Tuesday, August 29, 2006

The dotted line

The University of California has released its agreement with Google ("uc:" in quotes below). As a public institution, all such contracts must be made publicly available on request. We similarly have access to the University of Michigan agreement ("um:" in quotes below), which gives us the ability to do some comparison.

As is always the case, the language of the contract does not entirely reveal the intentions of the Parties. It is instead a strange almost-Shakespearean courtship where neither Party wishes to say what they really want, and everyone pretends like it's all so wonderfully fine, while at the same time each player is hoping to pull the wool over the eyes of the other. So my interpretation here may reveal more about my own assumptions than any truth about the contracts.

[Note: I apologize for any typos, but I had to transcribe much of this from the PDF files, which did not allow for text copy. If you see errors, let me know and I'll fix them.]

Quality Control

The Michican Contract gives the library the quality control review function, and allows the library to actual hold up the digitizing process if its quality requirements are not met:
um: 2.4 Digitizing the Selected Content. Google will be responsible for Digitizing the Selected Content.

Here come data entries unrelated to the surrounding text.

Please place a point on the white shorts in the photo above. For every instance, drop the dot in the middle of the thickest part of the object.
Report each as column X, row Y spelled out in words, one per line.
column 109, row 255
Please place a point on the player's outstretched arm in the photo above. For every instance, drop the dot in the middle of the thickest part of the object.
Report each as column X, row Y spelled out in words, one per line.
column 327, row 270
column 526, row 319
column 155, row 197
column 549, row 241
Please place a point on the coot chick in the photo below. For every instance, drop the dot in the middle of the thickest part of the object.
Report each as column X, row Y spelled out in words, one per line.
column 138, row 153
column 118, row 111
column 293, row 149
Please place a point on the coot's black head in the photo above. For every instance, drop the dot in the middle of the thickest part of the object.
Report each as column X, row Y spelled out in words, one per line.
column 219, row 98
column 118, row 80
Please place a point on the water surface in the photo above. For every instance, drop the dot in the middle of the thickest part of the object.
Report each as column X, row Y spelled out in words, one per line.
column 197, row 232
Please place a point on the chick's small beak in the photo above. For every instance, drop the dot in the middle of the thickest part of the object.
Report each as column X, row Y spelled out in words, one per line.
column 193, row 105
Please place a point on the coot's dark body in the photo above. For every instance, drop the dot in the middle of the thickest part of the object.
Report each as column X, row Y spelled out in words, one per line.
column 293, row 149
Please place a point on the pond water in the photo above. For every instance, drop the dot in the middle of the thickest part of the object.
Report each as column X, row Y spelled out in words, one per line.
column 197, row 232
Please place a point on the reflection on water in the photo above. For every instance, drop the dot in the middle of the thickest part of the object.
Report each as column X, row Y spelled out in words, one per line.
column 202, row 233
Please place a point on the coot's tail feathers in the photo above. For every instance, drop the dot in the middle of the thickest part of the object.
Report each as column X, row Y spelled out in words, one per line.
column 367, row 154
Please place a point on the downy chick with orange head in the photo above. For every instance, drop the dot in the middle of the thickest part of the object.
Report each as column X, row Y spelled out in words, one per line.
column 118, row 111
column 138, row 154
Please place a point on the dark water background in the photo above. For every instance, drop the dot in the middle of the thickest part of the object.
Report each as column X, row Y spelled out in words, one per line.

Subject to handling constraints or procedures specified in the Project Plan, Google shall at its sole discretion determine how best to Digitize the Selected Content, so long as the resulting digital files meet the benchmarking guidelines agreed to by Google and U of M, and the U of M Digital Copy can be provided to U of M in a format agreed to by Google an U of M. U of M will engage in ongoing review (thorough sampling) of the resulting digital files, and shall inform Google of files that do not meet benchmarking guidelines or do not comply with the agreed-upon format, U of M may stop new work until this failure can be rectified.
Perhaps Google has learned its lesson about trying to meet the standards of libraries, because UC's contract is notably silent on the QC topic. The paragraph that begins ...
uc: 2.4 Digitizing the Selected Content. Subject to handling constraints or procedures specified in the Project Plan, Google shall in its sole discretion determine how best to Digitize the Selected Content.
... then goes on to talk about Google's responsibility in taking care of UC's books, and its promise to replace any that get damaged. Nothing more about the digital files that result.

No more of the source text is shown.